January 15, 2017 (Vol. 37, No. 2)
Zachary Pitluk Ph.D. Vice President Paradigm4
Right Approach Can Bring Significant Economic Benefits and More Regulatory Freedom
The GEN Special Section on Big Data consists of four articles:
Precision Medicine Research in the Million-Genome Era
Utilizing Machine-Learning Capabilities
NGS Big Data Issues for Biomanufacturing
Visualization for Advanced Big Data Analysis
Chinese hamster ovary (CHO) cells are responsible for billions of dollars in biopharma products. Unfortunately, there are some fundamental gaps in understanding these crucial input materials in the biomanufacturing process. In this article, the focus will be on how next-generation sequencing (NGS) can be used to not only provide greater insights into these crucial materials but, potentially, to award biomanufacturers greater regulatory freedom.
It is widely accepted that cell lines evolve during culture; with every cell division, thousands of mutations accumulate, and this process selects for better-growing cells, given the conditions. As culture conditions are optimized for production, cells with different genomes will naturally be selected.
The sequencing of the Chinese hamster genome and several derived CHO cell-lines illustrates the accumulation of mutations. What researchers found was that during the selection of new recombinant protein-producing cell lines, hundreds of thousands of new SNPs occur and major re-arrangements take place, with as few as 40% of CHO cell-line chromosomes hybridizing to Chinese hamster chromosome probes.1 A more significant insight was that many genes encoding proteins that prevent apoptotic pathways in CHO cell-lines are mutated, making the cells less likely to die in the event of stress.
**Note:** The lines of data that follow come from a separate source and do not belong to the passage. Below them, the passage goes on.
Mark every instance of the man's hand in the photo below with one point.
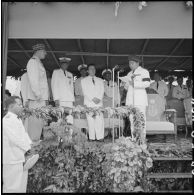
(57, 103)
(96, 100)
(46, 102)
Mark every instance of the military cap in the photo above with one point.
(105, 71)
(134, 58)
(64, 59)
(81, 66)
(38, 46)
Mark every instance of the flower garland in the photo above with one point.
(47, 112)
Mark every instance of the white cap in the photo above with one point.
(106, 70)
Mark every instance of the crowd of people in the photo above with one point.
(39, 88)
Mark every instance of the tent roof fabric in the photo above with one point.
(157, 54)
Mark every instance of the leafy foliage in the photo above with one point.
(69, 163)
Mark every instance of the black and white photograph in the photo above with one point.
(97, 97)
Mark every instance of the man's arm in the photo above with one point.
(33, 75)
(145, 82)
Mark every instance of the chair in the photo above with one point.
(159, 120)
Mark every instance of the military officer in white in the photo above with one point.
(179, 91)
(16, 143)
(62, 84)
(108, 89)
(79, 99)
(38, 91)
(160, 86)
(139, 79)
(93, 91)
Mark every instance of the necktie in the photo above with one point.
(157, 85)
(93, 81)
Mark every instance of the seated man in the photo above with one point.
(16, 143)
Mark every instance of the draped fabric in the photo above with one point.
(5, 43)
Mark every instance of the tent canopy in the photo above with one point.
(157, 54)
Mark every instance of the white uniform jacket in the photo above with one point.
(77, 87)
(24, 87)
(62, 86)
(108, 87)
(162, 88)
(91, 90)
(15, 140)
(37, 80)
(141, 81)
(179, 92)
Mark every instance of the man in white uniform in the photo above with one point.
(24, 88)
(170, 87)
(16, 143)
(108, 87)
(38, 91)
(62, 84)
(79, 99)
(139, 79)
(159, 86)
(93, 91)
(179, 91)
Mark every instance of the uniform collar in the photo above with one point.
(35, 57)
(136, 69)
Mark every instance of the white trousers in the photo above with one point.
(66, 104)
(96, 126)
(142, 110)
(14, 178)
(34, 125)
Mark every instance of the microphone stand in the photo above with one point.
(113, 100)
(118, 94)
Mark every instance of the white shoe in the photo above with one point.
(31, 162)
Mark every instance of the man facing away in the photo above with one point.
(38, 91)
(179, 91)
(108, 89)
(170, 87)
(16, 143)
(159, 86)
(62, 84)
(139, 79)
(79, 99)
(93, 91)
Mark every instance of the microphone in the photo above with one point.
(116, 67)
(121, 70)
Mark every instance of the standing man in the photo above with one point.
(139, 79)
(179, 91)
(79, 99)
(108, 87)
(93, 91)
(62, 84)
(37, 93)
(16, 143)
(159, 86)
(170, 87)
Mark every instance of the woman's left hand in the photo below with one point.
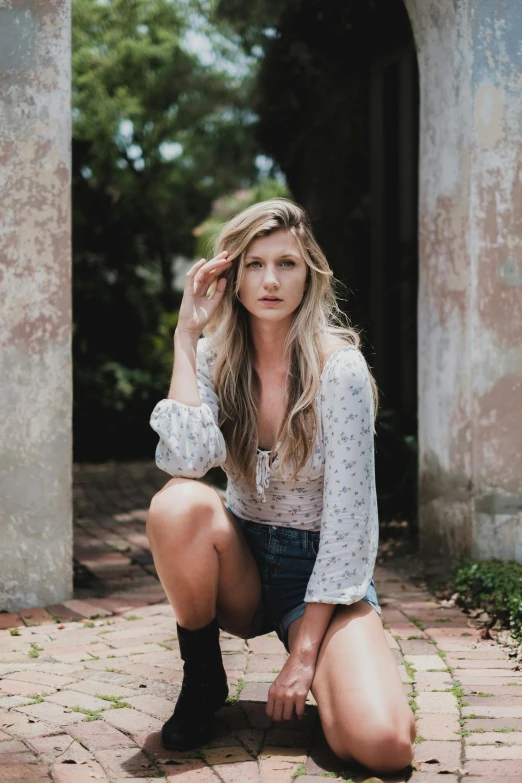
(290, 689)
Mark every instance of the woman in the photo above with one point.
(278, 393)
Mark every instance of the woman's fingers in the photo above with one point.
(288, 709)
(207, 272)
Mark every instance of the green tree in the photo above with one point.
(161, 127)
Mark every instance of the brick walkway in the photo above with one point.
(86, 685)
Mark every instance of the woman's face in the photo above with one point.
(273, 267)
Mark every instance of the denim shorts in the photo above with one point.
(285, 557)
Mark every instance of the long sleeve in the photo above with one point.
(190, 441)
(349, 525)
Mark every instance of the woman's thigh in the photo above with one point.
(199, 544)
(357, 686)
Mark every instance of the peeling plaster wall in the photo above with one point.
(470, 277)
(35, 304)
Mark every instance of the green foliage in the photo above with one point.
(159, 132)
(494, 585)
(227, 206)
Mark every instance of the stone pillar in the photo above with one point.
(470, 289)
(35, 309)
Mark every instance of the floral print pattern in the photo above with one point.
(335, 492)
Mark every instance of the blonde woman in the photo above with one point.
(278, 393)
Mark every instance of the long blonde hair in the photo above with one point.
(236, 381)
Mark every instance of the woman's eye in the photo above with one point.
(292, 263)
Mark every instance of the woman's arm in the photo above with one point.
(350, 525)
(290, 688)
(190, 440)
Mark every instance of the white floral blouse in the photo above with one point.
(335, 492)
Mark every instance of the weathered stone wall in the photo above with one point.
(35, 304)
(470, 290)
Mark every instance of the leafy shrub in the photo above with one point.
(495, 585)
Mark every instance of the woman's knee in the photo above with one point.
(179, 506)
(382, 750)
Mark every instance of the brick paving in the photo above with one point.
(85, 685)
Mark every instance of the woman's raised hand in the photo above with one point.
(196, 310)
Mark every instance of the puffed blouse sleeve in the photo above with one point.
(190, 441)
(349, 525)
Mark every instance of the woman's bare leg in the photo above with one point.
(202, 558)
(362, 704)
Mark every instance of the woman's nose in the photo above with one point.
(270, 278)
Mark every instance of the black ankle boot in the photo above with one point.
(204, 689)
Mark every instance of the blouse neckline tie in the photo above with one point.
(262, 474)
(263, 471)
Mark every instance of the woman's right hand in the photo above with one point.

Resistance to apoptosis is good for ensuring flexible culture conditions, but bad in the sense that the cells could accumulate DNA damage or organellar defects that will affect active recombinant protein expression.
Crucial Input Material
Thus, it is clear that an accurate assessment of the genetic status of the cell lines provides a good, ground-level understanding of a crucial input material. In addition to greater control over the input materials, NGS could be used to gain greater flexibility in biomanufacturing by enabling superior knowledge of the details of the CHO cell genome that can directly impact product quality.
Increasing regulatory flexibility due to superior cell-line understanding is desirable. The increased level of knowledge could lock out biosimilar competition by establishing growth regimes that support a much tighter target-product quality profile.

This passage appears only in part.